Los hombres me han llamado loco; pero todavía
no se ha resuelto la cuestión de si la locura
es o no la forma más elevada de la inteligencia,
si mucho de lo glorioso, si todo lo profundo,
no surgen de una enfermedad del pensamiento,
de estados de ánimo exaltados a expensas del intelecto general.
Edgar Allan Poe
Se ha estigmatizado rigurosamente a todo aquel pensador, activista, politólogo, comunicador o maestro que no se ajuste a los límites de la «razón» hegemónica. Así, el comunicador que no alabe al sistema es relegado al rincón más lapidario; el político que intente materializar los ideales que profesa es visto como un iluso; el maestro que busca innovar y fomentar el pensamiento crítico en sus alumnos es señalado como alguien que no acata las disposiciones necesarias para su éxito. Quienes pertenecen al lado izquierdo del espectro político son representados como el “lado oscuro”, en una clara analogía con la saga Star Wars (Lucas, 1977), siendo denostados y considerados anormales.
Esto no es casualidad. Si venimos de un sistema hegemónico, es lógico que quienes no se adhieren a su lógica sean vistos como trastornados. Esto recuerda al manual de psicopolítica que circuló tras la caída de la antigua Rusia, donde se instruía: “Ustedes pueden paralizar la eficiencia de los líderes provocando la locura en sus familias a través del uso de drogas. Ustedes pueden borrarlos con el testimonio respecto a su locura” (Hubbard, 1955, pág. 2). No parece lejano a la realidad actual: la cultura ha logrado implantar en la psique colectiva la percepción del pensamiento de izquierda como una forma de enajenación. Esto se puede explicar a partir de la colonización y su evolución en la llamada colonialidad: la primera impuesta por la fuerza, la segunda arraigada en la cultura, de modo que los pueblos adoptan las creencias, normas y valores del conquistador.
El psicoanalista alemán Erich Fromm (1964), precursor de la Escuela de Fráncfort, sostenía que dentro de una sociedad funcional, una persona es considerada normal si cumple con el papel social que le corresponde. Esto implica que quienes se resisten a ciertas imposiciones quedan en una posición contrapuesta. Aquellos que encajan en esta lógica contribuyen a la reproducción del sistema sin cuestionarlo, de la misma manera en que los humanos servían a la Matrix (Wachowski, 1999), perpetuando el status quo.
Fromm también señala que el neurótico es aquel que no estuvo dispuesto a someter completamente su individualidad en esta lucha. Al no lograr expresar su personalidad de manera creativa, se refugia en síntomas neuróticos y en una vida de fantasía. Desde esta perspectiva, la sociedad clasifica al pensador y activista de izquierda como un neurótico, pues, evaluado bajo una psiquiatría controlada por un sistema que busca la inmovilidad, sus síntomas se consideran patologías inadmisibles. No es coincidencia que quienes piensan y actúan de manera diferente sean desacreditados y tratados como locos, reducidos a meras expresiones del surrealismo que no encajan en «su realidad».
La psicología de masas, según el psicoanalista austríaco Wilhelm Reich (1972), plantea un cuestionamiento fundamental: si un trabajador se va a huelga debido a la explotación que sufre o si un hombre hambriento no roba, no es necesario un análisis psicológico complementario. En cambio, lo que realmente debe analizarse es por qué no lo hacen.

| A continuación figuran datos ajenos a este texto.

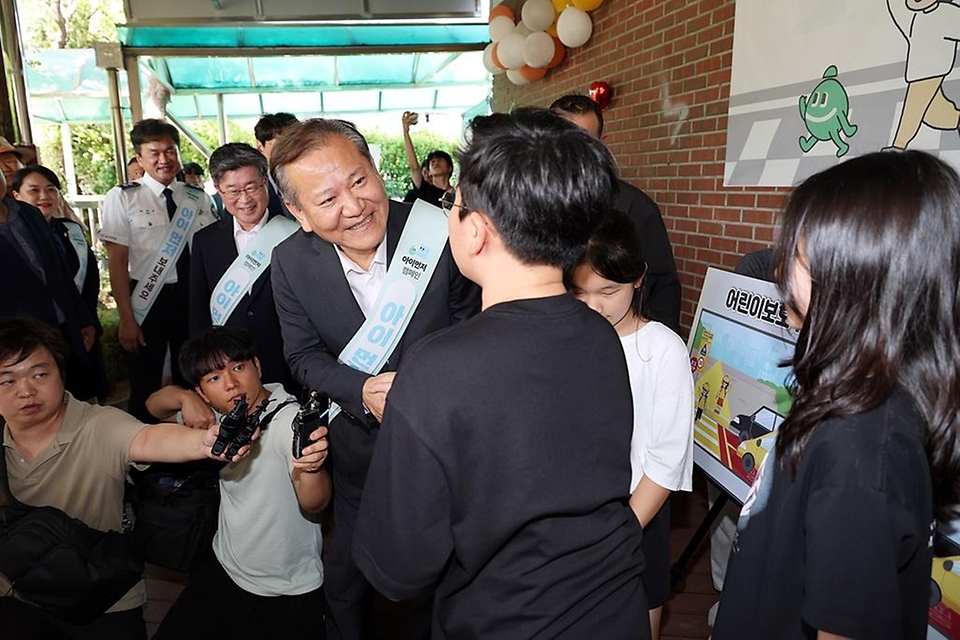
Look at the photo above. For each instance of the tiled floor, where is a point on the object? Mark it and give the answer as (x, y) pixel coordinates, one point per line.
(685, 615)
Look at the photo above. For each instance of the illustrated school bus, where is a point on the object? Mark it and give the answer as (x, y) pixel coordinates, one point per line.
(945, 595)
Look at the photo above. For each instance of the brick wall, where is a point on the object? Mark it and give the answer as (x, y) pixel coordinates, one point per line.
(660, 57)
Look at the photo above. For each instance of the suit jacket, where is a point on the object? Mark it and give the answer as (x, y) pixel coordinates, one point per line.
(91, 282)
(25, 293)
(214, 250)
(661, 287)
(319, 315)
(276, 206)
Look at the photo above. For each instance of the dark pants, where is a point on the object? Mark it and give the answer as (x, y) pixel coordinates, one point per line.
(213, 606)
(19, 621)
(349, 595)
(165, 326)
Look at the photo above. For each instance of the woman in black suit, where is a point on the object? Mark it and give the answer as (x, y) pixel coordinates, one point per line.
(40, 187)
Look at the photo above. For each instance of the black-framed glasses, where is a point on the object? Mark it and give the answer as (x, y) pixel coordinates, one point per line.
(249, 191)
(449, 200)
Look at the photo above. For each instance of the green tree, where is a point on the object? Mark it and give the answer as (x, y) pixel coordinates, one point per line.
(68, 24)
(393, 159)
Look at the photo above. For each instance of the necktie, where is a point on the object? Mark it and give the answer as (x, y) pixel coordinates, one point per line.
(183, 264)
(171, 205)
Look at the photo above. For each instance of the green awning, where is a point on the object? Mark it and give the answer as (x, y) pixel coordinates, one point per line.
(396, 37)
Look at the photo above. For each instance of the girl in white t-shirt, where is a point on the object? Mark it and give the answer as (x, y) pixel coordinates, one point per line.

Siguiendo esta lógica, cuando los ciudadanos se manifiestan o emprenden acciones de defensa, no requieren de explicaciones psicológicas adicionales; lo que sí requiere análisis es por qué, en muchos casos, no lo hacen e incluso defienden al opresor, legitimando a sus gobernantes y “representantes” sin actuar bajo los principios ideológicos de la política misma.
Todo esto nos remite al papel de la hegemonía de derecha, no solo en el gobierno, sino en todos los ámbitos del país. El manual de lavado de cerebro no solo se impone desde el poder político, sino también desde las múltiples formaciones culturales que rigen nuestra sociedad.